NTT Comはこうした課題に対し、三鷹と秋葉原の2拠点のデータセンター間でAPNによるGPUクラスタの実効性を検証し、その効果性を確認してきた。2拠点から3拠点、さらにより多数のデータセンターへと分散を進めることで、適切なGPUリソースの配置が期待できる。また各地域のデータセンターを活用して複数拠点でコンピューティングを分散することで、電力コスト削減と持続可能な運用も見込める。
実証の概要
今回の実証ではPoint-to-Pointで接続された分散データセンターの数を、三鷹と秋葉原2拠点から、川崎を加えた3拠点へと拡張。これにより、計算基盤の運用に新たな柔軟性が生まれる。またネットワークの観点から、距離の近い拠点同士でのより低遅延なワークロードや、遠距離の拠点同士での電力効率を意識したワークロードなど、ユーザーの特性に応じた分散学習や推論などのスケジューリングにつながる可能性がある。

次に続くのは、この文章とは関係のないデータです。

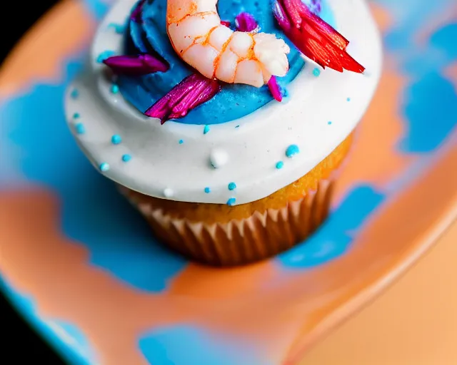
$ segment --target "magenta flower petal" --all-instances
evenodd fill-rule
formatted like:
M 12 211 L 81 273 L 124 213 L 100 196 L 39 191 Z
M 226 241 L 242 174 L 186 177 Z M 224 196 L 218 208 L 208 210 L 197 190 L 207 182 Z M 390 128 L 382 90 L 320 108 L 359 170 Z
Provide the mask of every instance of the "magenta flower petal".
M 283 101 L 283 94 L 281 92 L 279 84 L 278 84 L 278 80 L 276 80 L 276 76 L 271 76 L 271 78 L 270 78 L 268 81 L 268 88 L 270 89 L 271 95 L 273 95 L 273 97 L 276 101 L 279 102 Z
M 141 14 L 143 12 L 143 5 L 146 2 L 146 0 L 139 0 L 136 3 L 136 5 L 134 7 L 131 14 L 130 14 L 130 20 L 133 20 L 136 23 L 142 23 L 143 20 L 141 19 Z
M 149 54 L 113 56 L 103 62 L 116 75 L 147 75 L 154 72 L 166 72 L 170 68 L 165 61 Z
M 144 115 L 159 118 L 164 124 L 169 119 L 185 117 L 189 111 L 211 100 L 220 91 L 221 86 L 216 80 L 195 73 L 181 81 L 151 106 Z
M 236 16 L 235 25 L 239 31 L 253 31 L 258 26 L 253 16 L 245 11 Z
M 317 1 L 316 5 L 318 5 Z M 284 34 L 306 57 L 323 68 L 358 73 L 365 68 L 346 51 L 349 41 L 301 0 L 275 0 L 273 12 Z

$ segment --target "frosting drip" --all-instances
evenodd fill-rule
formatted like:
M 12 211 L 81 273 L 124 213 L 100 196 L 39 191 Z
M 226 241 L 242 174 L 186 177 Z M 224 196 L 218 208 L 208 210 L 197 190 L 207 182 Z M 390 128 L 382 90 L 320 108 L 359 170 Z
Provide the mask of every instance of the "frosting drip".
M 305 1 L 315 11 L 319 7 L 316 1 Z M 275 34 L 284 39 L 291 46 L 288 55 L 290 69 L 285 77 L 277 78 L 282 90 L 299 73 L 304 61 L 288 39 L 278 27 L 270 4 L 270 0 L 241 1 L 219 0 L 219 11 L 221 19 L 228 21 L 234 26 L 236 16 L 243 11 L 252 14 L 258 23 L 261 31 Z M 147 0 L 143 5 L 141 19 L 138 14 L 129 19 L 126 54 L 156 52 L 165 59 L 170 69 L 165 73 L 157 73 L 144 76 L 121 76 L 119 85 L 123 96 L 139 111 L 144 113 L 154 102 L 166 94 L 184 78 L 196 72 L 186 64 L 174 52 L 166 32 L 166 0 Z M 330 7 L 323 1 L 320 16 L 328 23 L 334 25 Z M 267 86 L 257 88 L 241 84 L 224 84 L 221 92 L 213 99 L 196 108 L 177 122 L 188 124 L 218 124 L 246 116 L 273 100 Z

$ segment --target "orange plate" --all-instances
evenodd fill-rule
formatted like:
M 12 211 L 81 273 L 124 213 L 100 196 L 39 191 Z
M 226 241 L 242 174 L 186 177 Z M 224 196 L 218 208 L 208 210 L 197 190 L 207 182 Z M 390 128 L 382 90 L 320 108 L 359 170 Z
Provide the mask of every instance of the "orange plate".
M 216 269 L 152 242 L 66 130 L 63 93 L 106 4 L 62 2 L 0 73 L 2 290 L 72 364 L 296 364 L 456 215 L 455 6 L 373 3 L 386 66 L 331 217 L 273 259 Z

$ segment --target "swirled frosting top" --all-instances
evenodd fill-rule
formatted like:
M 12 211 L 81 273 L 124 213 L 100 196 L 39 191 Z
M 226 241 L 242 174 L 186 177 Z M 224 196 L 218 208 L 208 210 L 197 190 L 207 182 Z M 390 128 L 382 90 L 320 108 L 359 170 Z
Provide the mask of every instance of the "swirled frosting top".
M 220 0 L 220 9 L 226 1 L 232 1 Z M 365 1 L 328 0 L 324 8 L 331 9 L 327 11 L 333 14 L 335 26 L 351 40 L 349 51 L 366 68 L 364 74 L 324 71 L 306 61 L 289 80 L 288 96 L 282 103 L 271 101 L 266 91 L 261 91 L 257 97 L 263 106 L 246 115 L 233 111 L 219 120 L 225 123 L 203 125 L 172 120 L 161 125 L 138 110 L 127 88 L 113 83 L 99 62 L 108 54 L 124 52 L 126 37 L 117 26 L 127 23 L 135 2 L 119 1 L 100 25 L 89 67 L 68 89 L 66 113 L 76 141 L 97 169 L 149 195 L 239 205 L 271 195 L 308 173 L 351 133 L 379 79 L 380 37 Z M 179 72 L 186 75 L 189 69 L 180 65 Z M 149 93 L 159 90 L 150 84 Z M 170 86 L 169 80 L 161 87 Z M 207 120 L 214 118 L 211 113 L 228 115 L 229 98 L 236 96 L 221 93 L 213 99 L 221 109 L 209 103 L 187 118 Z
M 311 0 L 307 0 L 311 2 Z M 166 0 L 146 1 L 143 5 L 140 21 L 129 21 L 126 53 L 147 53 L 154 49 L 170 65 L 166 73 L 151 73 L 144 76 L 119 78 L 119 86 L 123 96 L 144 113 L 151 103 L 161 98 L 175 85 L 194 71 L 175 53 L 166 32 Z M 283 38 L 291 46 L 288 55 L 290 68 L 285 77 L 278 78 L 279 84 L 286 89 L 305 64 L 298 51 L 284 36 L 273 16 L 271 0 L 240 1 L 219 0 L 219 16 L 224 21 L 235 24 L 235 19 L 242 11 L 254 14 L 261 31 L 272 33 Z M 334 18 L 327 1 L 322 3 L 319 16 L 331 25 Z M 273 100 L 266 86 L 257 88 L 243 84 L 226 84 L 213 99 L 197 108 L 179 123 L 190 124 L 216 124 L 243 117 Z

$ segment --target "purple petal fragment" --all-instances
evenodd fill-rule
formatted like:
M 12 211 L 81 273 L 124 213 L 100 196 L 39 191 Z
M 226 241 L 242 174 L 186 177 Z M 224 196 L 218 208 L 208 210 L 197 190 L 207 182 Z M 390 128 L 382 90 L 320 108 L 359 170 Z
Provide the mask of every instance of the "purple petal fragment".
M 146 0 L 139 0 L 136 3 L 136 5 L 134 7 L 134 10 L 132 10 L 131 14 L 130 14 L 130 20 L 133 20 L 136 23 L 142 23 L 143 20 L 141 19 L 141 15 L 143 13 L 143 5 L 146 2 Z
M 278 101 L 281 102 L 283 101 L 283 94 L 281 92 L 279 84 L 278 84 L 278 80 L 276 76 L 271 76 L 268 81 L 268 88 L 273 97 Z
M 239 31 L 253 31 L 258 24 L 252 14 L 245 11 L 240 13 L 235 19 L 236 30 Z
M 147 75 L 154 72 L 166 72 L 170 68 L 168 63 L 149 54 L 113 56 L 103 62 L 116 75 Z
M 211 100 L 220 91 L 221 86 L 216 80 L 195 73 L 181 81 L 144 112 L 144 115 L 158 118 L 161 124 L 164 124 L 169 119 L 185 117 L 189 111 Z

実証ではNVIDIAアクセラレーテッドサーバをそれぞれ約25~50キロメートル離れた3拠点のデータセンターに分散して配置。データセンター間を100ギガビット毎秒回線のIOWN APNで接続した。NVIDIA NeMoを使用して3拠点のGPUサーバを連携させ、NTT版LLM「tsuzumi 7B」の分散学習を実施した。
実証の成果
実証の結果、3拠点のデータセンターをIOWN APNでつなぎNVIDIA NeMoを組み合わせた環境で、生成AIのモデル学習を動作させることに成功した。同社によると、世界で初めての成功とのことだ。
単一のデータセンターで学習させる場合の所要時間と比較して、インターネットを想定し帯域制限を実施したTCP通信の分散データセンターでは9.187倍の時間を要したが、IOWN APN経由の分散データセンターでは1.105倍と、単一のデータセンターとほぼ同程度の性能を発揮できることが確認された。